Dans ces conditions on comprend mal qu’à l’occasion de cette réforme des retraites, l’on fasse payer à l’un des 2 conjoints la perte de perspective du versement d’une pension de réversion de caractère aléatoire.
Mais au delà de ça, personne ne peut dire quelle sera la réglementation applicable à la réversion 20/30 ou 40 ans après le divorce, au moment du décès de l’ex-conjoint. Par conséquent comment pourrait-on faire payer immédiatement la perte d’une espérance de gain dont on ne sait ce qu’elle recouvrera au moment où il pourrait se concrétiser ?
Personne ne peut dire non plus lequel des 2 conjoints décèdera en premier. Il se peut donc que cette espérance de gain soit annulée par la nature elle-même.
Même à réglementation constante, personne ne peut prédire quel aurait été le montant de la réversion si le mariage s’était poursuivi jusqu’à la mort, car personne ne peut prédire la façon dont aurait évolué la carrière de chaque conjoint.
La logique conduit donc à dire qu’il n’y a pas à indemniser la perte d’une espérance de gain, d’autant que les conjoints ne peuvent pas se promettre la réversion puisque personne ne peut exiger le maintien d’une réglementation.
On peut d’ailleurs noter qu’après le divorce, chaque conjoint perd l’espérance d’hériter d’une partie des biens propres de l’autre et que cette perte d’espérance n’est pas indemnisée, qu’il s’agisse de biens propres existants ou de biens propres futurs qui résulteraient d’une vocation successorale.

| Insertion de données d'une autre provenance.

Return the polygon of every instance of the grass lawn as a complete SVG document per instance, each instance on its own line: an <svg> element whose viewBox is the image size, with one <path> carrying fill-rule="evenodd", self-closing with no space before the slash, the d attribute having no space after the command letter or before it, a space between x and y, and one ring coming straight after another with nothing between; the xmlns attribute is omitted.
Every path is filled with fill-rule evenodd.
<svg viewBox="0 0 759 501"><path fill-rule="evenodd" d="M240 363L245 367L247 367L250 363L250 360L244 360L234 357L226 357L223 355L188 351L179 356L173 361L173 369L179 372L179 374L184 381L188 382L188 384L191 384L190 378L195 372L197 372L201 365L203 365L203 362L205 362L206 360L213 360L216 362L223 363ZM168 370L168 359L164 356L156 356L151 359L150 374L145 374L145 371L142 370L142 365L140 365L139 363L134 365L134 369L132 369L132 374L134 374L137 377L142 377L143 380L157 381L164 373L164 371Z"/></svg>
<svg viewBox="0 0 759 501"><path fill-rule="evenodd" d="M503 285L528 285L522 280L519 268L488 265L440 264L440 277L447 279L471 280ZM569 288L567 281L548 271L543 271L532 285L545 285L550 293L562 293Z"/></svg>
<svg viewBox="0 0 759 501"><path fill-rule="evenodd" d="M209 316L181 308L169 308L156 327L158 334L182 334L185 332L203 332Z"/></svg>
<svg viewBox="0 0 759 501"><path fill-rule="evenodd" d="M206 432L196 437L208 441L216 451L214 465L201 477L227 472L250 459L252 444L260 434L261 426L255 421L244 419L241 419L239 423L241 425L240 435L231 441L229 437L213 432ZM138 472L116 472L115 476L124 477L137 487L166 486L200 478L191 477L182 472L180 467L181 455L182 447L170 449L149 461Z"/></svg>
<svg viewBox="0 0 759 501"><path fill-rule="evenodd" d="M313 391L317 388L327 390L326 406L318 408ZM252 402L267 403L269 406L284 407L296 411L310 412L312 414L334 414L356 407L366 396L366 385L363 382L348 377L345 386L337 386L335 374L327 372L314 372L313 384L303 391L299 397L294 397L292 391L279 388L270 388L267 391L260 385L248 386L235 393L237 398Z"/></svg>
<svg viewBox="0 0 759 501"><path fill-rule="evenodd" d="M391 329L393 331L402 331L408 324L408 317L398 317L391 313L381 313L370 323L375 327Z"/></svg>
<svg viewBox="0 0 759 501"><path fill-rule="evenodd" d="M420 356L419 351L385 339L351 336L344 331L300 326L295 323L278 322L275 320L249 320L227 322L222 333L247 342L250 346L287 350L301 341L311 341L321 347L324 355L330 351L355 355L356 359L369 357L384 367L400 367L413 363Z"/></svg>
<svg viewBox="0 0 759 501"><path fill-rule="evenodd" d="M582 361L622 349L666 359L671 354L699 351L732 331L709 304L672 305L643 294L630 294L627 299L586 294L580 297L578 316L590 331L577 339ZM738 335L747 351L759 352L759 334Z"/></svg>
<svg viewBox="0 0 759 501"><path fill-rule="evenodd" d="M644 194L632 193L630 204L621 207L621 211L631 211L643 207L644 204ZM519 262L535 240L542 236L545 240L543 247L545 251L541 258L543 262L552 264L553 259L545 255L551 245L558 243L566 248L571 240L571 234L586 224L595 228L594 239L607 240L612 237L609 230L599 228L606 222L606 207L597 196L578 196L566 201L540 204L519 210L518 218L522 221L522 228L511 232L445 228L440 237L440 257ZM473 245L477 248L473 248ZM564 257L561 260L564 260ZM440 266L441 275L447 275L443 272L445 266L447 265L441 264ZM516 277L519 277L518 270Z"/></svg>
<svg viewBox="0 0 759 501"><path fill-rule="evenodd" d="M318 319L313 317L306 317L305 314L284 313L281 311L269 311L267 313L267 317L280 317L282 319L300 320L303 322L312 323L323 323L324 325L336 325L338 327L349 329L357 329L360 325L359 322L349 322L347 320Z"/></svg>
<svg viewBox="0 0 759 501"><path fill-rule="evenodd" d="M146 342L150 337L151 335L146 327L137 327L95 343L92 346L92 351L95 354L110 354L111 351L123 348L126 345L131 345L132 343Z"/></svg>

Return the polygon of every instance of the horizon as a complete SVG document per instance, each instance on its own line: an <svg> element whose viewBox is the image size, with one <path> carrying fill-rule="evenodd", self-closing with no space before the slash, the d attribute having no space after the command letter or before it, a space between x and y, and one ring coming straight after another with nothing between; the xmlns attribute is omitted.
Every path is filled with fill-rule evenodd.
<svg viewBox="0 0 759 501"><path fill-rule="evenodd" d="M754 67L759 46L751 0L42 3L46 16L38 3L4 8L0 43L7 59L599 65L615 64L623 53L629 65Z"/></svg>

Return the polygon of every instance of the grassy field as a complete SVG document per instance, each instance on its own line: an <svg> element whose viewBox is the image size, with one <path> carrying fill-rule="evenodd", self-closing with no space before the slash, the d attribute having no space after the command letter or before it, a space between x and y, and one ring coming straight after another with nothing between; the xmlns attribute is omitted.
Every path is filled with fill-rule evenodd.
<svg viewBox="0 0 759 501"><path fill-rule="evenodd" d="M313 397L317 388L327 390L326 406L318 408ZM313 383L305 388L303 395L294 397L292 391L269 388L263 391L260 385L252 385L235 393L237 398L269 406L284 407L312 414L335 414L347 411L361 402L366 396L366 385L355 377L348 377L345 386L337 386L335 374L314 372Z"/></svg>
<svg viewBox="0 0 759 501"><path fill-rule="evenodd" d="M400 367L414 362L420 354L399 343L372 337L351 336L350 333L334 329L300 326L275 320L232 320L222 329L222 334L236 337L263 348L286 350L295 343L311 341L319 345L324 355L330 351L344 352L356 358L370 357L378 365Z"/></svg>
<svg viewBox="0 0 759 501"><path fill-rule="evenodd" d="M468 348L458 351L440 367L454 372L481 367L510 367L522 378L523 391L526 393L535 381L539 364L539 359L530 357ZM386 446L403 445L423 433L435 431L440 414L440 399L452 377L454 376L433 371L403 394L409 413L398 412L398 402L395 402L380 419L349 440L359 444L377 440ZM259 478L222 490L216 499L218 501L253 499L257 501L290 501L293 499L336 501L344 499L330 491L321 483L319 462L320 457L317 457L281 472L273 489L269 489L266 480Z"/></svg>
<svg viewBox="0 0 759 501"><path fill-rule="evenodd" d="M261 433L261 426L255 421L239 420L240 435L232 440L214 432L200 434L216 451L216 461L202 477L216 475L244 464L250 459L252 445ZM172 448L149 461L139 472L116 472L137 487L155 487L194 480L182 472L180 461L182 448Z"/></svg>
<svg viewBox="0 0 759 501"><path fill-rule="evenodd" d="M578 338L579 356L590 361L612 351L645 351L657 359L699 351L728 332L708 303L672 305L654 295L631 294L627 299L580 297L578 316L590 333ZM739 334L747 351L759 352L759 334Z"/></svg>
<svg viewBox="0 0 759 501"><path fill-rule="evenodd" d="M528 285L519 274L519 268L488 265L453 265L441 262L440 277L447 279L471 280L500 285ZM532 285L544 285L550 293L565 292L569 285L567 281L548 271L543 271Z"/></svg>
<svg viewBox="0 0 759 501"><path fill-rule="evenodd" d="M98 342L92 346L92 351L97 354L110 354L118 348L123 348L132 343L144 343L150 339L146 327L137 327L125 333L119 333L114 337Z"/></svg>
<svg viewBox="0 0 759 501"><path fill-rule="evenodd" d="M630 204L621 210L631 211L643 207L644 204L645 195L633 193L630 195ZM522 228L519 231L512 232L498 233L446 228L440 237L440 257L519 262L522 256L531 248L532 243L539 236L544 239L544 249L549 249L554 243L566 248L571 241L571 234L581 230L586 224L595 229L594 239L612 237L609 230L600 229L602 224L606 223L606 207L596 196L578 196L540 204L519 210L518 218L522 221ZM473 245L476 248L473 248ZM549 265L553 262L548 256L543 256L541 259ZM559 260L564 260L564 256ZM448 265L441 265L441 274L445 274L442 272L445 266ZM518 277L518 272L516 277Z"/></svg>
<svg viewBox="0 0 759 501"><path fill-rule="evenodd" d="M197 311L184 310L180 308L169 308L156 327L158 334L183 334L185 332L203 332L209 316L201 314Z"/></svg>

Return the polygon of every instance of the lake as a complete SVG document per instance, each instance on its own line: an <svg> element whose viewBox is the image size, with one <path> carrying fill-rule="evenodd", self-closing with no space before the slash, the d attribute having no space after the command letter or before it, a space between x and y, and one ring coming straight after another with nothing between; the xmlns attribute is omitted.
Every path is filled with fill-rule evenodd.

Il faut aussi remarquer que la problématique des droits à la retraite est déjà prise en compte à l’article 271 du code civil:
» le juge prend en considération notamment : leur situation respective en matière de pensions de retraite en ayant estimé, autant qu’il est possible, la diminution des droits à retraite qui aura pu être causée, pour l’époux créancier de la prestation compensatoire, par les circonstances visées au sixième alinéa »
c’est à dire
« leur situation respective en matière de pensions de retraite en ayant estimé, autant qu’il est possible, la diminution des droits à retraite qui aura pu être causée, pour l’époux créancier de la prestation compensatoire, par les conséquences des choix professionnels faits par l’un des époux pendant la vie commune pour l’éducation des enfants et du temps qu’il faudra encore y consacrer ou pour favoriser la carrière de son conjoint au détriment de la sienne ».

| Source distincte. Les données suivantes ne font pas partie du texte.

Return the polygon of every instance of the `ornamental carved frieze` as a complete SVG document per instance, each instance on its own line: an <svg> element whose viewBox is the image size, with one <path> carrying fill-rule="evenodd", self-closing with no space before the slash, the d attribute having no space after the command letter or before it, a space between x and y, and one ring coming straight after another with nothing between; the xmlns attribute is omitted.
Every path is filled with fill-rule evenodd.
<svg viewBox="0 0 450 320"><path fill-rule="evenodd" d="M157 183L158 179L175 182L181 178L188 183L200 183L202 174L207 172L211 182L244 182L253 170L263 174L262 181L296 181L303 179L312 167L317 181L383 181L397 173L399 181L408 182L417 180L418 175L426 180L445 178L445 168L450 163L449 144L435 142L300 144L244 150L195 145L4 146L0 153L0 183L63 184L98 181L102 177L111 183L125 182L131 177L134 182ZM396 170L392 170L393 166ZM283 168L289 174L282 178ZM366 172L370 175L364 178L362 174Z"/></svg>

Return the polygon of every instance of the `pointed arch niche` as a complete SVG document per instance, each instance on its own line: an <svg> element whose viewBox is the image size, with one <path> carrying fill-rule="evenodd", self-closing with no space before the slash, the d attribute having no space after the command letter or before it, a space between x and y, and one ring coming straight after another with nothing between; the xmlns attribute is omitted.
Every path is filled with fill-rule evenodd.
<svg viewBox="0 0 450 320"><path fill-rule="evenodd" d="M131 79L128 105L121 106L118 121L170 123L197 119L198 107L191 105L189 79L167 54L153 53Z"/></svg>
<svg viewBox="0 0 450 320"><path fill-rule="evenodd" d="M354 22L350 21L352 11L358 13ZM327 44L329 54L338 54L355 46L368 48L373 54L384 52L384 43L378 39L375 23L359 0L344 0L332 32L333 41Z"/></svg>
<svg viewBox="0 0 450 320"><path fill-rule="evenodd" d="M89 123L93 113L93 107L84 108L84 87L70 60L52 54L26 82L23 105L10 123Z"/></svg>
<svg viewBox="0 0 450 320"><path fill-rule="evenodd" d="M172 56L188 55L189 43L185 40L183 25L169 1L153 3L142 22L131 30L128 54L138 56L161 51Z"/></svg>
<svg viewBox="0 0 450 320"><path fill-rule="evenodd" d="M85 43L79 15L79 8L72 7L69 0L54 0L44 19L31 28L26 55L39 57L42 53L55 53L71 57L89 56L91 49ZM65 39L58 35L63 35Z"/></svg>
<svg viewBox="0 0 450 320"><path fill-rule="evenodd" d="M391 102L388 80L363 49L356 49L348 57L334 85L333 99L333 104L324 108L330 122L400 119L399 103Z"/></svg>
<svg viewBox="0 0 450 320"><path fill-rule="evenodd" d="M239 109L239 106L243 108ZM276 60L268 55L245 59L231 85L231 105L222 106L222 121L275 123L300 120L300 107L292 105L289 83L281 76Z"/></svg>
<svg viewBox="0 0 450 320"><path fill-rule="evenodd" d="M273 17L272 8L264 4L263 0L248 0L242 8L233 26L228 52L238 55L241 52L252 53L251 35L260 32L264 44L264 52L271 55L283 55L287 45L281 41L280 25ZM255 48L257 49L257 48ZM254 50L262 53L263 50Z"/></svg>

Je terminerai en remarquant que dans sa décision n°2019-778 du 21 mars 2019, le Conseil Constitutionnel rappelle que des personnes privées en charge d’une mission de service public n’ont pas compétence pour modifier une décision de l’autorité judiciaire. La privation de propriété (paiement d’une prestation compensatoire, confiscation d’un bien pour réattribution à une autre personne) ne pouvant être prononcée que par l’autorité judiciaire, on comprend mal qu’un organisme de sécurité social (le futur RU s’il voit le jour) puisse jouir de ce pouvoir, les droits à la retraite étant selon le code civil des biens propres par nature (article 1404 du code civil), cf Cour de Cassation là aussi.